Las reformas fueron aprobadas por el Congreso en febrero y publicadas días después en el Boletín Oficial. Entre otros aspectos, determina la baja en la edad de imputabilidad y prisión efectiva para delitos graves
El nuevo Régimen Penal Juvenil comenzó a regir este sábado en Argentina, luego de que el Gobierno modificara la baja de imputabilidad. Así, las personas que sean mayores de 14 años y cometan delitos podrán ser imputadas por los mismos.
La Ley 27.801, que fue aprobada por el Congreso en febrero de este año, modifica la normativa de a Ley 27.278 que regía desde la década del 80, brindando nuevos lineamientos sobre los delitos cometidos por menores de edad.
Según el texto, este nuevo régimen busca «fomentar en el adolescente imputado el sentido de responsabilidad legal por sus actos y lograr su educación, resocialización e integración social».
Por un lado, ahora los menores podrán ser juzgados por delitos a partir de los 14 años, a diferencia de los 16 años de la ley anterior, con penas que van hasta los 15 años. Además, los progenitores serán civilmente responsables por los ilícitos cometidos por sus hijos.
Como sucedía con la ley anterior, sigue prohibido «difundir nombres, sobrenombres, filiación, parentesco o residencia del adolescente imputado, como también sus fotos o datos de identificación».
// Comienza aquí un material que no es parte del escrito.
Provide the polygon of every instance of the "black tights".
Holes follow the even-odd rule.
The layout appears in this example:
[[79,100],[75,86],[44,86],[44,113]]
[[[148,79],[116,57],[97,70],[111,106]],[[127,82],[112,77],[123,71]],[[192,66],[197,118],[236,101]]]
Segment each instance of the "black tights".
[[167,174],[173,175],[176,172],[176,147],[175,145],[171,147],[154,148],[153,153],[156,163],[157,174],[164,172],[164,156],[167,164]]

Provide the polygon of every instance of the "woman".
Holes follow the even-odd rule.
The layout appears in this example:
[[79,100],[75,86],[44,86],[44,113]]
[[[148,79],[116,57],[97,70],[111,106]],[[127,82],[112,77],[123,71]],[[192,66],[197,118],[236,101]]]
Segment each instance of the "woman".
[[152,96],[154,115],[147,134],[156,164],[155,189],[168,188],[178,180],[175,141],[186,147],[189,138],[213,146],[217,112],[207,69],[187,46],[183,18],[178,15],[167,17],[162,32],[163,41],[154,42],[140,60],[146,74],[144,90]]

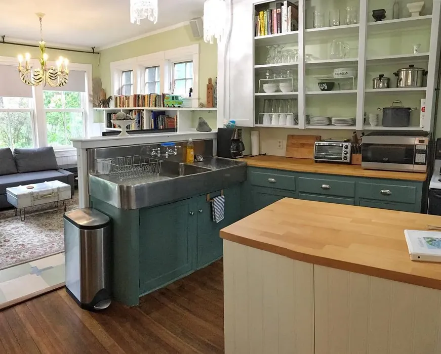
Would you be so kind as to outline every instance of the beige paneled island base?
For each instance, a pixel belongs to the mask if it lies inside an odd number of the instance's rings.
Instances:
[[[285,198],[225,228],[225,352],[441,353],[441,264],[404,234],[440,224]]]

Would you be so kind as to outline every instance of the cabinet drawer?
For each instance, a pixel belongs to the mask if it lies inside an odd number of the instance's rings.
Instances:
[[[294,176],[250,171],[248,173],[248,180],[253,186],[296,190],[296,178]]]
[[[417,188],[407,186],[360,182],[357,185],[357,194],[362,199],[415,204]]]
[[[299,191],[314,194],[352,197],[355,195],[355,183],[336,180],[307,178],[298,179]]]
[[[338,197],[328,197],[326,195],[316,195],[299,193],[299,199],[304,200],[312,200],[314,202],[325,202],[326,203],[336,203],[344,204],[347,205],[354,205],[354,200],[348,198],[339,198]]]

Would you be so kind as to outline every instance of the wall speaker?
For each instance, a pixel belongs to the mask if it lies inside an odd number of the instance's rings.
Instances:
[[[190,20],[191,33],[194,38],[201,38],[204,35],[204,25],[202,17],[197,17]]]

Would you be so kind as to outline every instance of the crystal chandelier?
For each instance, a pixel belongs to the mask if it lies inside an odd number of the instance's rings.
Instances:
[[[207,0],[204,3],[204,40],[220,40],[225,23],[225,0]]]
[[[157,0],[130,0],[130,22],[140,25],[145,18],[157,22]]]
[[[44,14],[37,14],[40,20],[40,36],[42,40],[38,42],[38,48],[40,49],[41,57],[38,59],[40,67],[34,69],[29,65],[30,55],[26,53],[25,55],[26,61],[24,66],[21,65],[23,61],[23,56],[18,56],[18,72],[21,80],[27,85],[30,86],[49,86],[56,87],[64,86],[67,83],[67,77],[69,75],[69,69],[67,64],[69,61],[60,57],[57,62],[57,69],[53,66],[48,68],[47,61],[48,56],[45,53],[46,43],[43,40],[43,29],[42,24],[42,19],[45,16]]]

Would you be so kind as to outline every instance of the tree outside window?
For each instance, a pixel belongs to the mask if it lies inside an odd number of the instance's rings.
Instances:
[[[70,139],[83,136],[85,110],[79,92],[43,91],[48,144],[71,146]]]
[[[173,78],[173,93],[188,97],[190,87],[193,87],[193,62],[175,63]]]

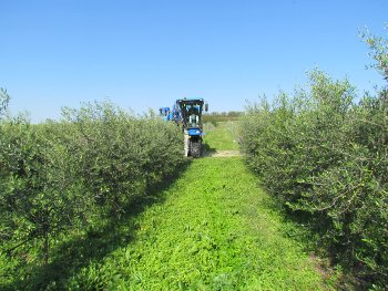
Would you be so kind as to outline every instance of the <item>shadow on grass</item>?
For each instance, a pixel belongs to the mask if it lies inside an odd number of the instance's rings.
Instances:
[[[93,261],[103,260],[109,253],[126,246],[135,239],[136,217],[149,206],[163,204],[161,195],[181,177],[191,164],[187,159],[170,178],[147,191],[147,196],[139,197],[125,207],[130,209],[120,219],[106,219],[101,227],[74,235],[73,238],[52,249],[51,262],[47,266],[33,266],[28,280],[18,280],[9,285],[9,290],[64,290],[67,280]],[[82,289],[82,287],[80,287]]]

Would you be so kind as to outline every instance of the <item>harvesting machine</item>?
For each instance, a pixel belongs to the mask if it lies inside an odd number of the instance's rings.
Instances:
[[[160,108],[165,121],[173,121],[182,126],[184,133],[185,156],[201,157],[202,136],[202,112],[208,111],[207,103],[203,98],[177,100],[173,110]]]

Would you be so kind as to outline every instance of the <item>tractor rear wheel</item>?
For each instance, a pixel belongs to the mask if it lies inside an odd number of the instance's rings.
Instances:
[[[201,146],[202,146],[201,139],[191,141],[190,153],[192,157],[201,157]]]

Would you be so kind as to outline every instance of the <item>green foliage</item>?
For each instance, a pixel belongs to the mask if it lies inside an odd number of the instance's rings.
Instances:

Por otra parte, los adolescentes que cometan delitos y sean juzgados podrán ser detenidos en dependencias acondicionadas especialmente para menores, sin compartir alojamiento con mayores de edad. También tendrán derecho a acceder a programas educativos para concluir sus estudios obligatorios, programas de formación ciudadana para su inserción social, de capacitación laboral y deportivos.
La normativa, además, incorpora garantías específicas para los menores durante el proceso judicial. Entre ellas, contempla el derecho a contar con defesa técnica y la intervención de equipos especializados que deberán acompañar y evaluar cada situación.
La implementación de la reforma también abre un debate sobre cómo abordar la problemática de los delitos cometidos por menores. Mientras sus impulsores sostienen que permitirá contar con herramientas concretas frente a hechos graves, distintos sectores plantean la necesidad de reforzar políticas de prevención, inclusión y protección de derechos.
Con el nuevo régimen ya vigente, será la Justicia la encargada de determinar en cada caso qué medidas corresponden aplicar de acuerdo con la edad del adolescente, el delito investigado y las circunstancias particulares del hecho.